Panel: Panel 7. Innovative buildings technologies

Authors:
Dr. Rajat Gupta, Reader, Oxford Brookes University, Department of Architecture,
Headington campus, Gipsy lane, United Kingdom
Smita Chandiwala, Researcher, Oxford Brookes University,
Department of Architecture, Headington campus, Gipsy lane, United Kingdom

Abstract

This paper describes the development, application and analysis of an interactive user-friendly Code for Sustainable Homes-based Sustainability Appraisal Toolkit (SAT). SAT runs on MS Excel and is used to evaluate the technical and economical feasibility of achieving Code levels 3, 4, 5 and 6 for a representative sample of new-build dwellings in UK for different scales of development (single-home, 25 homes and 250 homes). The scenarios are modelled using three standard housing types: detached house (104m 2 ), mid-terraced house (79m 2 ) and a low-rise flat (61m 2 ).

A range of strategies are evaluated on both demand and supply sides of energy to meet different Code levels. The analysis reveals that if the fabric performance is improved, level 3 and 4 targets can be easily met with minimal low and zero carbon (LZC) technology for detached and mid-terrace houses. The study shows a considerable reduction in additional capital cost per dwelling (ACD) for LZC technologies to meet code level 4, which ranges from £4500 (Euro 4785) for a detached house to £2889 (Euro 3072) for 25 houses. To achieve level 5, ACD is estimated to be £26,000 (Euro 27,645) and £20,000 (Euro 21,265) for a detached and mid-terraced house respectively. Level 6 (zero-carbon) is the most prohibitive and ACD is predicted to be £46,500 (Euro 49,442) for a detached house and around £38,500 (Euro 40,936) for a mid-terraced home.
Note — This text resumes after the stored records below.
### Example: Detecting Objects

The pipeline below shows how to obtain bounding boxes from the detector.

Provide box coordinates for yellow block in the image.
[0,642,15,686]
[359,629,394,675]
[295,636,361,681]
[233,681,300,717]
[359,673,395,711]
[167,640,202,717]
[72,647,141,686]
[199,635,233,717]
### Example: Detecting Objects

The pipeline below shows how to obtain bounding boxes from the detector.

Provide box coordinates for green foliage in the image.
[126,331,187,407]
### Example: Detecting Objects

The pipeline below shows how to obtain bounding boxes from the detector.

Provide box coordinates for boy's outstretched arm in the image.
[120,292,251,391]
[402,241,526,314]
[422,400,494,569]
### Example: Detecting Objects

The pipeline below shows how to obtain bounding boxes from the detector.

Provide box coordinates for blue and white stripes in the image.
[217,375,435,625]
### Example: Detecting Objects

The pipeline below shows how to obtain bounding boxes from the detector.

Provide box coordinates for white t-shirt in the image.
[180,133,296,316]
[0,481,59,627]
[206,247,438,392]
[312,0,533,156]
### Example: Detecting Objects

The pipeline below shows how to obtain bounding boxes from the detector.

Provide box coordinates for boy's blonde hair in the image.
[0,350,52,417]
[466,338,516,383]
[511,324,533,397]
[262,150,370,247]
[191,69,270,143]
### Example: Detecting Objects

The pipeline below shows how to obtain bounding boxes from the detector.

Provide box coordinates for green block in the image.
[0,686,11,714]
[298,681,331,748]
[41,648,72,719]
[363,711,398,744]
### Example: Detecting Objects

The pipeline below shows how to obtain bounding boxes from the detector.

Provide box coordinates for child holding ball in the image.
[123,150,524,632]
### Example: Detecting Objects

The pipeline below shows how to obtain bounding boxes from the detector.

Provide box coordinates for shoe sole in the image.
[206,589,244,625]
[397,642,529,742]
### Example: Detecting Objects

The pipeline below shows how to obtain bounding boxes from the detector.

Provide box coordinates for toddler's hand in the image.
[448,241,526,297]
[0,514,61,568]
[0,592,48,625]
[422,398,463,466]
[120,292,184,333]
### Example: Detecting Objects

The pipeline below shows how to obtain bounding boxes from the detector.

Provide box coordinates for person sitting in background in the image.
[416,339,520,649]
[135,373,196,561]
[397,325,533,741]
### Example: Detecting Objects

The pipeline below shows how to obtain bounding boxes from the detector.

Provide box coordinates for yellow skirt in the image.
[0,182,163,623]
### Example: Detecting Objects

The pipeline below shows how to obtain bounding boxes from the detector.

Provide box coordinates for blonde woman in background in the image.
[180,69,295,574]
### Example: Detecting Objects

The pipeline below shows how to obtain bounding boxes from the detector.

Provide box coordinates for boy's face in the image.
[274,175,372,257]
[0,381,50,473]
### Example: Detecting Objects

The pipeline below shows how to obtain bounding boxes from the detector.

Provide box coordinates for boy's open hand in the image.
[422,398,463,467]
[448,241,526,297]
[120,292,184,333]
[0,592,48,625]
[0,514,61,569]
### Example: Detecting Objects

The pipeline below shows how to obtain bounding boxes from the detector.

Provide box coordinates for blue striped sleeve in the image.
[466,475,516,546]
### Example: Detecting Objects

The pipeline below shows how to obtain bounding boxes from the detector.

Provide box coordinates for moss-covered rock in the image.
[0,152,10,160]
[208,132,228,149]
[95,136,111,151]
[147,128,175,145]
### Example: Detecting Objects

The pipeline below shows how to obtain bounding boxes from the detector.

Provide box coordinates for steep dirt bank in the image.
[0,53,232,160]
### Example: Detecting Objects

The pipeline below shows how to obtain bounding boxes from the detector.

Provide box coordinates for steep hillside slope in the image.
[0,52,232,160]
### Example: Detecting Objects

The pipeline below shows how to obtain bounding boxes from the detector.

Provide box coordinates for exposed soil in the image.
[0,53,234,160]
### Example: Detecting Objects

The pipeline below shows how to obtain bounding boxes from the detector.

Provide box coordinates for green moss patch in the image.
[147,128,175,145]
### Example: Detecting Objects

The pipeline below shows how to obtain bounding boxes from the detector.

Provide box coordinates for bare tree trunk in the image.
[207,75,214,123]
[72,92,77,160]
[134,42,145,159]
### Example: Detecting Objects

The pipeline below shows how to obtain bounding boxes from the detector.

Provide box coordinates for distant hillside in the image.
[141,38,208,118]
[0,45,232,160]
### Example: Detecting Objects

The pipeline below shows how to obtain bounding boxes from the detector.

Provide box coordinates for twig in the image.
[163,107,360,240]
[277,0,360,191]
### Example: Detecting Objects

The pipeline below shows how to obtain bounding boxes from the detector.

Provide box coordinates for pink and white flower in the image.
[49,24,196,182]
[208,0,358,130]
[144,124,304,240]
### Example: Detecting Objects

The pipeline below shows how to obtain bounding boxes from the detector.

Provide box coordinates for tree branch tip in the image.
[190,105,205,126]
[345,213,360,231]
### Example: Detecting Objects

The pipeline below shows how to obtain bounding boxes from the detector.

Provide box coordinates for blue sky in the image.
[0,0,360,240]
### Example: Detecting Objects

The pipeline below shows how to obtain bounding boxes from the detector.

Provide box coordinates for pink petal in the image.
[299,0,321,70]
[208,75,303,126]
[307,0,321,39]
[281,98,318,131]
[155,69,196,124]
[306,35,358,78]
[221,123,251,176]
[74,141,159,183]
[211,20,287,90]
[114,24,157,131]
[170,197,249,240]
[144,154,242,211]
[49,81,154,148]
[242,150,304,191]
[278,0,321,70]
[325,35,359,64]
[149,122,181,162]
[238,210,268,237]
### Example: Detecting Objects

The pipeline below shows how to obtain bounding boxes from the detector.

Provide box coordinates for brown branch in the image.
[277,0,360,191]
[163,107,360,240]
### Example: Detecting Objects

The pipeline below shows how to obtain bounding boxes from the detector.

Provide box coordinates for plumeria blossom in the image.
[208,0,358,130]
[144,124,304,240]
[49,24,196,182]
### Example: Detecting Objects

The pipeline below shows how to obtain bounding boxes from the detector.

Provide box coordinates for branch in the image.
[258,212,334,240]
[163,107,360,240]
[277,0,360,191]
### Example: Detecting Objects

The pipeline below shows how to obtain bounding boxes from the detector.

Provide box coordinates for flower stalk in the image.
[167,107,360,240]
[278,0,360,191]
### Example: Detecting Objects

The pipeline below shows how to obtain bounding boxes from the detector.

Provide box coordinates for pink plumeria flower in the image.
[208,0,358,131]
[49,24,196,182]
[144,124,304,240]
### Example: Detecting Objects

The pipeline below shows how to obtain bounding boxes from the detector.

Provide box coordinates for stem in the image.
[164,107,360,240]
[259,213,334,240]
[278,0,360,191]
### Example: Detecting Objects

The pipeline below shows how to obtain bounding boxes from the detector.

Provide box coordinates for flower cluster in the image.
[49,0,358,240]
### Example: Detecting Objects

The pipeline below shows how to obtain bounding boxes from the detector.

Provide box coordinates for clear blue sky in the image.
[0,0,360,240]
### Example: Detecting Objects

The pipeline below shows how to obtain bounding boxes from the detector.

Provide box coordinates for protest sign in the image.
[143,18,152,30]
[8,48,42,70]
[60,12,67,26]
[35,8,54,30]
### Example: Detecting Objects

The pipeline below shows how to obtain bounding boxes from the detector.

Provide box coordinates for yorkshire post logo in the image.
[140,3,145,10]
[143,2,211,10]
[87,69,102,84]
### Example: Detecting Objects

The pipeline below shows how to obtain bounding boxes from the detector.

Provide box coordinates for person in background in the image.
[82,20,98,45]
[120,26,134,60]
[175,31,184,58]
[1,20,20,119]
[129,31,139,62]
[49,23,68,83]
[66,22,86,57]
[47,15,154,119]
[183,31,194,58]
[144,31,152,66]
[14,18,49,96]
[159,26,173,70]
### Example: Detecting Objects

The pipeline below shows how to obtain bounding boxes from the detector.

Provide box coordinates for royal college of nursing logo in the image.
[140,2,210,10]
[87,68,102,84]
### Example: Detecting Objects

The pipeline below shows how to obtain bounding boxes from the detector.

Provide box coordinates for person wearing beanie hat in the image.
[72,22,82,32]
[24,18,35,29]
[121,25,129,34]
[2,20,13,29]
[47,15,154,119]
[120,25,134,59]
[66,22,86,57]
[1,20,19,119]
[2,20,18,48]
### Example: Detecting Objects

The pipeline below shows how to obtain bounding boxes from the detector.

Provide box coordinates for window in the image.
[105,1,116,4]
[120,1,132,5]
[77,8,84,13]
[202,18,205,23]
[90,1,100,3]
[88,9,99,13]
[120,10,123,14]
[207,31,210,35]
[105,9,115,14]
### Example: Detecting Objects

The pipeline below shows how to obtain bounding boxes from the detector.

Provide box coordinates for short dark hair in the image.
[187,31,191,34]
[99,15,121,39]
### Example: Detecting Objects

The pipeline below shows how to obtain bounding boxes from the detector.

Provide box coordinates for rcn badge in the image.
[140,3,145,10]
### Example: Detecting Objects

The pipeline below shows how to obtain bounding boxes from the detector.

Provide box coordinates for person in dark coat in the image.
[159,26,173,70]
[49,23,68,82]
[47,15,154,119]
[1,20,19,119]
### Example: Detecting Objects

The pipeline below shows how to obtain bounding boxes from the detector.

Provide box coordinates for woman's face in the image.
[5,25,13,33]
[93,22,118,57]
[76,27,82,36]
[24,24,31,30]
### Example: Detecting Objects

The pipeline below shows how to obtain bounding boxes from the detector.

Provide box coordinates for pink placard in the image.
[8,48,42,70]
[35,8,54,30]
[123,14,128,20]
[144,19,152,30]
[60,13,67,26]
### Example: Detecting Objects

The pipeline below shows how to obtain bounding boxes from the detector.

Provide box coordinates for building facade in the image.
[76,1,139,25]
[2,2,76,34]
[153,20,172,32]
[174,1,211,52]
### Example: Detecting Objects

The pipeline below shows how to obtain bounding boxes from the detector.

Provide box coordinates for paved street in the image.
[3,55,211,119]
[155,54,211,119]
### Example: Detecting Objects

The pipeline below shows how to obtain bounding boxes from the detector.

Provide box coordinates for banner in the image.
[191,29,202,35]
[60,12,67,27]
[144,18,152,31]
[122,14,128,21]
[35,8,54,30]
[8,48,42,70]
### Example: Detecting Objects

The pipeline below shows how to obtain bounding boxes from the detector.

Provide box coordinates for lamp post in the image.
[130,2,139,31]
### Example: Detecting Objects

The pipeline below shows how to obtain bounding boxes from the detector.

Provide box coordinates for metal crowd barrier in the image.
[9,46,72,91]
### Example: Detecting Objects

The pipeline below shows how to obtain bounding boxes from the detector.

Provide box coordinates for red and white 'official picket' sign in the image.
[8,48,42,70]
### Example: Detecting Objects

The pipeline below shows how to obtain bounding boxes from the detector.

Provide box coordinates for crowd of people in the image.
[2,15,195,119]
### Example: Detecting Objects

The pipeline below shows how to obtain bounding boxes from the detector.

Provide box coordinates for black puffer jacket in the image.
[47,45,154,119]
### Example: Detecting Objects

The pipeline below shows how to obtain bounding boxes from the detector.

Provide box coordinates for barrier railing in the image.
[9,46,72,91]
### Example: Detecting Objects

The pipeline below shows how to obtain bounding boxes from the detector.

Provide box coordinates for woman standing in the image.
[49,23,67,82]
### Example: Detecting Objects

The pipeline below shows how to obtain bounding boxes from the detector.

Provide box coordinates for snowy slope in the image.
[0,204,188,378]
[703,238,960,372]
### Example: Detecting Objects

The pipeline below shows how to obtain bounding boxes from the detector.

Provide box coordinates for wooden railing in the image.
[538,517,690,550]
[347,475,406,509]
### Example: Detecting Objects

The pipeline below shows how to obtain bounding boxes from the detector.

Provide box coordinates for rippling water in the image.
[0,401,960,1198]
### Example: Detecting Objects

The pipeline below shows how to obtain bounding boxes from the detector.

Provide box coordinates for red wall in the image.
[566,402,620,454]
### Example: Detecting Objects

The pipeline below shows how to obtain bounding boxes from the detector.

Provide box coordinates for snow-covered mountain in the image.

Higher levels of cost savings can be expected for both levels 5 and 6 at community-level strategies. The research shows that it is difficult to achieve the required percentage improvement target in smaller, efficient dwellings such as flats due to the % reduction scale.

The research emphasises the importance of maximising energy efficiency improvements to the fabric and form of a dwelling, before adding low/zero carbon systems, and promotes a ‘low-energy first and then low-carbon' approach. Also, a mix of energy technologies is required depending upon the site and scale of development, and the cost varies with scale to meet different Code levels.